About
About
What this is
niftyfiftyone is a daily, date-indexed reference archive of the Indian equity market. Every trading day gets one page, written twice: a Pre-Market read before the open, and an End-of-Day recap after the close — appended below the morning section, never overwriting it. Weekends and market holidays get a simpler, news-only page. There is no editing after the fact: what the morning said stays visible next to what actually happened.
The Long/Short signal
Each day's Pre-Market section includes a transparent table of market inputs — GIFT Nifty, US overnight indices, yields, FII/DII flows, USD/INR, and more — each cast as a −1, 0, or +1 vote by fixed, published thresholds. The votes sum to a net score, which maps to a label (Neutral, Mildly/Strongly Long, Mildly/Strongly Short). Nothing about this is discretionary or hand-tuned per day; the same rules run every morning.

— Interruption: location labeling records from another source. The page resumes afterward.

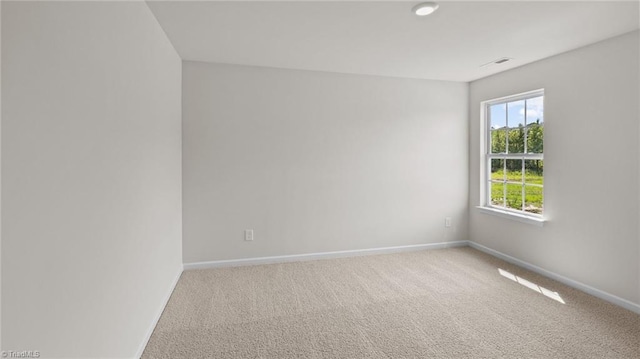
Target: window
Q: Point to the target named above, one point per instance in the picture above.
(513, 180)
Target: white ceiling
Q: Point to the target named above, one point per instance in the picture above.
(386, 38)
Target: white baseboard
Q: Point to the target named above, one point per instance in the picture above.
(322, 255)
(158, 314)
(562, 279)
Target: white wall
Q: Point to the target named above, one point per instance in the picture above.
(591, 167)
(317, 162)
(91, 187)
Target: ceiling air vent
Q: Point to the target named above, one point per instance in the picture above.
(499, 61)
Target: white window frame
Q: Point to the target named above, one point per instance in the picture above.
(486, 156)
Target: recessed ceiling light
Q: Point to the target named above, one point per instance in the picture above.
(425, 8)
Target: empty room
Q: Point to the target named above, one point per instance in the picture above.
(320, 179)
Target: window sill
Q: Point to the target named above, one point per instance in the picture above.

Historically, signals built this way predict the day's opening direction only slightly better than chance (roughly 52–56%), and do worse at predicting where the market closes. That's exactly why the morning call is never edited once the close is known — it's meant to be checked against the outcome, not polished to look right in hindsight.
How it's written
Every page is produced by an unattended pipeline: ordinary code fetches public market data and computes every number, vote, and label — no language model ever touches a number. A language model is used for exactly two things: rewording news headlines into original text and writing short connecting prose. News items are never pasted from their source; each is a reworded summary with a direct outbound link to the original.
Disclaimer
Nothing on this site is financial advice or a recommendation to buy or sell any security. The Long/Short signal is an automated, mechanical guess derived only from publicly available data, and it is frequently wrong. Do your own research before making any investment decision.